Bottom line? It was a draw. Trump was, to put it charitably, unimpressive. He had two tasks. He had appear competent and mature. And he had to lay out his plan for American while countering Hillary.
I thought he got fair to middling grades on the first but barely scraped by on the second. She is, on the evidence of last night’s performance, a better debater, more focused, more articulate. The fact that she actually prepared helped her, of course, just as Trump’s lack of preparation hurt him.
He had a maddening tendency to talk around a questions. For example, when, early on in the debate there was a question about how to bring businesses and capital back to America, he should have touted in the strongest terms his proprosal to reduce the corporate tax rate to 15%, the same rate as many of our competitors. The current 35% percent rate (or whatever it is) is a big incentive for companies to leave their money parked offshore. He also should have gone on the attack about Hillary’s tax plan: she says it’s “tax the wealthy.” But really it is higher taxes for almost everyone who pays taxes, which funnels more money into the wasting maw of Washington. Plus there is her proposal of a confiscatory 65% estate tax: Trump wants to abolish that altogether. You’ve worked hard and saved and paid taxes, why should the government come and rob the grave when you are dead, preventing you from disposing of your wealth as you see fit?

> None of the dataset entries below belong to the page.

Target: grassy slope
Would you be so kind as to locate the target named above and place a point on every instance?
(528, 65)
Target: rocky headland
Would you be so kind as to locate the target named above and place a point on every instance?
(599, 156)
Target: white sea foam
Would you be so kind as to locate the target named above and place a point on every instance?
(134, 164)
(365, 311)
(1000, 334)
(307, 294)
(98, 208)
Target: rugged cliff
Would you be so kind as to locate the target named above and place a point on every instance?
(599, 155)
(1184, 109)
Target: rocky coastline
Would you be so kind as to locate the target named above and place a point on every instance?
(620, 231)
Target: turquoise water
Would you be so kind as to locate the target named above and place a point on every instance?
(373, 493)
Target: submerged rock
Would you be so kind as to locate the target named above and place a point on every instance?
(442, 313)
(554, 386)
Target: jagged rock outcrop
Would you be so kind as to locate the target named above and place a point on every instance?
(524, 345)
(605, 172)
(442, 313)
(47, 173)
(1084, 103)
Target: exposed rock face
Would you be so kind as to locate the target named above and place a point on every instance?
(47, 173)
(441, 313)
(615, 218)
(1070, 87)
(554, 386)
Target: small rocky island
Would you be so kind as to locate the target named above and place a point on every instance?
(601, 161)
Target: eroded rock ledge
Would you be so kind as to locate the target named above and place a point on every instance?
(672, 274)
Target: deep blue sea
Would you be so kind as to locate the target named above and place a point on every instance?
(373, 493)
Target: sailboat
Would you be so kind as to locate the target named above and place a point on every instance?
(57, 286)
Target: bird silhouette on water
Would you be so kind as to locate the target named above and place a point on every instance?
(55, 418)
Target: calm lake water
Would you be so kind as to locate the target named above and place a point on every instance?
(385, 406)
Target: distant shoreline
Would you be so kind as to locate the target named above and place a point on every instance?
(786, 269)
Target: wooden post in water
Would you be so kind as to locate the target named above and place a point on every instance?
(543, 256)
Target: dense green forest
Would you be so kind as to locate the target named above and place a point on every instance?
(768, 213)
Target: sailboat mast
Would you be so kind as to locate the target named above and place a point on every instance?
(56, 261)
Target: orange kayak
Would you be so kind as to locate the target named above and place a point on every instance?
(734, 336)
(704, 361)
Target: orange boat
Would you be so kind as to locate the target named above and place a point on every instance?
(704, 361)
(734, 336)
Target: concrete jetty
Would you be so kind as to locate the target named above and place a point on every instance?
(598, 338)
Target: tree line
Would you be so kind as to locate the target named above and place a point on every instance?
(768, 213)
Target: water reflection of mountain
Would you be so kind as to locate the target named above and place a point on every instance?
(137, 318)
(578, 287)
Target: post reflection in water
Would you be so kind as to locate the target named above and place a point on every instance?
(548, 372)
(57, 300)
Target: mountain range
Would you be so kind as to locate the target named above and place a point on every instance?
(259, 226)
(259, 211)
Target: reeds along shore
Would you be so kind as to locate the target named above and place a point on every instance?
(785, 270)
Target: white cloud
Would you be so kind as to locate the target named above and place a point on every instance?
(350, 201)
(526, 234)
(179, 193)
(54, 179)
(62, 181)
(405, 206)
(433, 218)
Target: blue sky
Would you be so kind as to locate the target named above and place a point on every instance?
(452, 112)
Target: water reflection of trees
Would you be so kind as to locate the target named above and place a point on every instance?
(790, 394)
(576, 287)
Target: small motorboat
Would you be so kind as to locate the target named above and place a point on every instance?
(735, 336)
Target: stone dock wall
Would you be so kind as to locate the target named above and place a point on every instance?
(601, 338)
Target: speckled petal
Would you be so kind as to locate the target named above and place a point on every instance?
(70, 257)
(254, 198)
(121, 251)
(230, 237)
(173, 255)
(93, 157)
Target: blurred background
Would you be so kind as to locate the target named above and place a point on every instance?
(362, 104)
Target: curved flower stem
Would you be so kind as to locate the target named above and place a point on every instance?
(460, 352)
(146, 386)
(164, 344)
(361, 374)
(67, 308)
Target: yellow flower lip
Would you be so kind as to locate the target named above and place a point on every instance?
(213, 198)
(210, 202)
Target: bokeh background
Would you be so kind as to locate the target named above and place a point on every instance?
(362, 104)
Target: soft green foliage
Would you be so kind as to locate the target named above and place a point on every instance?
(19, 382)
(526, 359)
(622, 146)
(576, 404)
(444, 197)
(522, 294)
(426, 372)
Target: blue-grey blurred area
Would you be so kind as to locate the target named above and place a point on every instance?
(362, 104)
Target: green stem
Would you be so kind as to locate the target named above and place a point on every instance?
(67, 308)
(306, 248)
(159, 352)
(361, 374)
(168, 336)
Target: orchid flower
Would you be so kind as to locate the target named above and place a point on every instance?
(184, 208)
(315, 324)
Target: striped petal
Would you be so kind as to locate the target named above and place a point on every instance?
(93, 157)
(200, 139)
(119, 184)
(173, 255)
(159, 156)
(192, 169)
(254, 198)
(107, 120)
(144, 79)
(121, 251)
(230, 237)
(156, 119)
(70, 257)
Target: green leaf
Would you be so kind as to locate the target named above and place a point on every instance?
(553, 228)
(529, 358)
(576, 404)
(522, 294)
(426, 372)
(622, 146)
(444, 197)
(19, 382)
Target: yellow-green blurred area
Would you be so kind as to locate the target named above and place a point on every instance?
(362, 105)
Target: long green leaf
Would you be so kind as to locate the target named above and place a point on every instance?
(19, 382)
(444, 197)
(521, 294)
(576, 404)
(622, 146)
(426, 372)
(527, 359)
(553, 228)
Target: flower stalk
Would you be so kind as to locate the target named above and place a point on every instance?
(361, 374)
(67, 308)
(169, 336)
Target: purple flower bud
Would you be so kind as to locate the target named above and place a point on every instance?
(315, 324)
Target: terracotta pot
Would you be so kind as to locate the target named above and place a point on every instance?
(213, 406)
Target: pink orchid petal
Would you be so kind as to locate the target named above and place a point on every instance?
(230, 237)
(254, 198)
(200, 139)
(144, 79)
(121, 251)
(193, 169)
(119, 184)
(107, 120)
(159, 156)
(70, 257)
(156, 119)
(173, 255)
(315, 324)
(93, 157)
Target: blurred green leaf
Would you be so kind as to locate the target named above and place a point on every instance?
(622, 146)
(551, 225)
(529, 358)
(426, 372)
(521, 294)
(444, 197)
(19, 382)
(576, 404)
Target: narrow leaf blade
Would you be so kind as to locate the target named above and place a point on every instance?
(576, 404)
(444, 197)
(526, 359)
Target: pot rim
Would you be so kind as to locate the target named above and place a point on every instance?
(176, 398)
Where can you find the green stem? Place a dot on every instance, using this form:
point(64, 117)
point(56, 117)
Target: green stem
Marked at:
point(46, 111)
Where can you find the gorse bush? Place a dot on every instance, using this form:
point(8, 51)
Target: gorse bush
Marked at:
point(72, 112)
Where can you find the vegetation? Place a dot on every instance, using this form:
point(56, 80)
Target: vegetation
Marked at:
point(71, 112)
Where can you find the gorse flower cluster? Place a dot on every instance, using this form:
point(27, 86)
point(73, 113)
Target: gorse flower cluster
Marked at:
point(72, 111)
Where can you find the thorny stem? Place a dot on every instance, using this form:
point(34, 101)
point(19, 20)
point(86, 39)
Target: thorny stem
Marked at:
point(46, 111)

Unfortunately, he only sidled up to these points. Similarly, when Hillary spoke disparagingly of “Trumpian trickle-down” economics, he ought to have seized the initiative and said,
“You’re too kind, Hillary. You know how much I like to see my name on things, and I would be proud to be identified as the author of trickle- down economics. But that palm must go to Ronald Reagan and his team, whose tax cuts, regulatory sanity, and growth-oriented policies launched the greatest creation of wealth in human history. Among the conspicuous beneficiaries of that magnificent period of growth was your husband, who sailed into office with the economy buzzing along. By contrast, Obama is the only president in history to have gone two terms without a single quarter of 3% percent growth. The latest figures show the most recent period coming in at an anemic 1.8%. Why has this happened? Because his elitist socialism, like yours, wants to concentrate as much power and money and initiative in the hands of the federal government as possible. It is a prescription for stagnation, and stagnation is exactly what we’ve seen.”
I’m not sure what he should have said when Hillary brought up his uncouth language about women. Maybe it would have worked for him to say, “Hey, I am not a politically correct guy. I have said lots of things that people don’t like, some of which I regret. But where I called Rosie O’Donnell a pig, your husband treated countless women as sexual chattel, and you stood by, indeed, you actively enabled it because your ambition was stronger than your virtue.” (Not sure how that would go over.)
Overall, I thought Trump was not as prepared as he should have been and his responses lacked focus. Hillary, by contrast, seemed confident, well prepared, and generally articulate in her mendacity. That smile really got to me, though. I thought of Hamlet. “One may smile and smile, and be a villain. At least I’m sure it may be so in Washington.” (I have a special edition of the play.)